Les déclarations de Michel-Édouard Leclerc interviennent dans un contexte particulier où les prix du pétrole ont connu une nouvelle envolée ce lundi, suite au regain de tensions entre Washington et Téhéran. Cette instabilité géopolitique contribue à créer ce que le dirigeant décrit comme des « volatilités de 60 centimes quelquefois en une semaine sur un litre ».

Cette situation rend selon lui « impossible aujourd'hui même pour un distributeur, pour un acheteur d'avoir un plan d'achat », soulignant les difficultés opérationnelles rencontrées par les acteurs du secteur face à ces fluctuations brutales.

Une réunion cruciale à Bercy pour faire le point

Une réunion était prévue ce lundi à 11h à Bercy avec les représentants des distributeurs, convoquée par le cabinet du ministre des PME Serge Papin pour « faire le point sur l'évolution des prix ». Cette rencontre intervient alors que le gouvernement avait appelé le weekend dernier les distributeurs à baisser leurs prix suite à un recul temporaire des tarifs du pétrole.

Risques d'inflation sur les produits alimentaires à moyen terme

Concernant les produits de grande consommation, Michel-Édouard Leclerc a d'abord voulu rassurer en affirmant que « le prix du caddie, dans les semaines qui viennent, n'augmente pas ». Cependant, il a émis une mise en garde sérieuse pour l'avenir.

Si la crise énergétique persiste et affecte durablement les fournisseurs, « il y aura une inflation du double à la fin ou du triple », a-t-il prévenu, soulignant l'impact potentiel en cascade sur l'ensemble de la chaîne de production et de distribution des produits alimentaires.

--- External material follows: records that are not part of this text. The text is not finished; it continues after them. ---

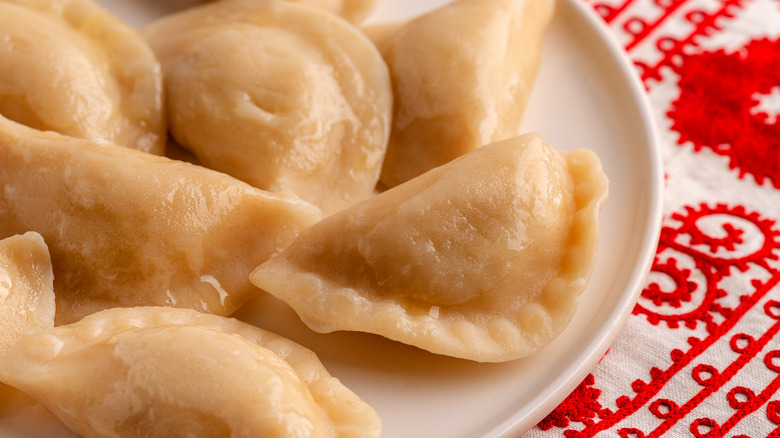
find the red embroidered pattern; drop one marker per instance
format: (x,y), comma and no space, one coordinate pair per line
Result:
(722,88)
(714,256)
(715,282)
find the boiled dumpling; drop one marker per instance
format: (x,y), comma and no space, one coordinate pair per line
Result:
(70,66)
(156,372)
(352,10)
(483,258)
(127,228)
(280,95)
(26,287)
(461,76)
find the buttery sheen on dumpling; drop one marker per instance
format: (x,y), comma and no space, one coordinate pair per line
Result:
(26,287)
(351,10)
(71,67)
(483,258)
(157,372)
(280,95)
(127,228)
(461,76)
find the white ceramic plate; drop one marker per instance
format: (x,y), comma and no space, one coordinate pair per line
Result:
(586,95)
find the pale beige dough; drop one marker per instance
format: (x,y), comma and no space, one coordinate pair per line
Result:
(354,11)
(162,372)
(26,287)
(483,258)
(127,228)
(72,67)
(461,77)
(282,96)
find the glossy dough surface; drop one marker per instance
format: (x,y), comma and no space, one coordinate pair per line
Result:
(351,10)
(71,67)
(160,372)
(26,287)
(483,258)
(461,76)
(280,95)
(126,228)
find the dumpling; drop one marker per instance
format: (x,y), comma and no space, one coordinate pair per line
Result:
(280,95)
(70,66)
(157,372)
(127,228)
(26,287)
(351,10)
(482,258)
(461,76)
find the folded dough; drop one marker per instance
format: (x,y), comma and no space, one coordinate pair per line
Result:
(157,372)
(26,287)
(70,66)
(461,76)
(280,95)
(352,10)
(127,228)
(483,258)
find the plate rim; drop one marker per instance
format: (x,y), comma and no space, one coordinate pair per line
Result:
(525,420)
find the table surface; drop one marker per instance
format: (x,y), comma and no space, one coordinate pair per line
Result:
(700,354)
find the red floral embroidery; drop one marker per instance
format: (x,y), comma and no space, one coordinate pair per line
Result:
(715,251)
(580,406)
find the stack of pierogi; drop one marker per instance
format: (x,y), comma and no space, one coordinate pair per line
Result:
(373,178)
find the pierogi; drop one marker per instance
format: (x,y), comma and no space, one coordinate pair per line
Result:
(70,66)
(157,372)
(127,228)
(461,76)
(26,287)
(352,10)
(280,95)
(483,258)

Une perspective économique préoccupante pour les mois à venir

Les prévisions de Michel-Édouard Leclerc dressent un tableau économique préoccupant pour les prochains mois. Avec au moins six mois de crise énergétique anticipée, les consommateurs français devront probablement composer avec :

  • Des prix élevés et volatils des carburants
  • Des tensions sur le pouvoir d'achat des ménages
  • Des risques inflationnistes sur les produits de consommation courante
  • Un débat politique intense sur les mesures à prendre pour soulager la situation

La position ferme du dirigeant de E. Leclerc contre le plafonnement des marges et en faveur de la suspension des certificats d'économies d'énergie ouvre un débat crucial sur les meilleures stratégies à adopter face à cette crise énergétique prolongée qui s'annonce.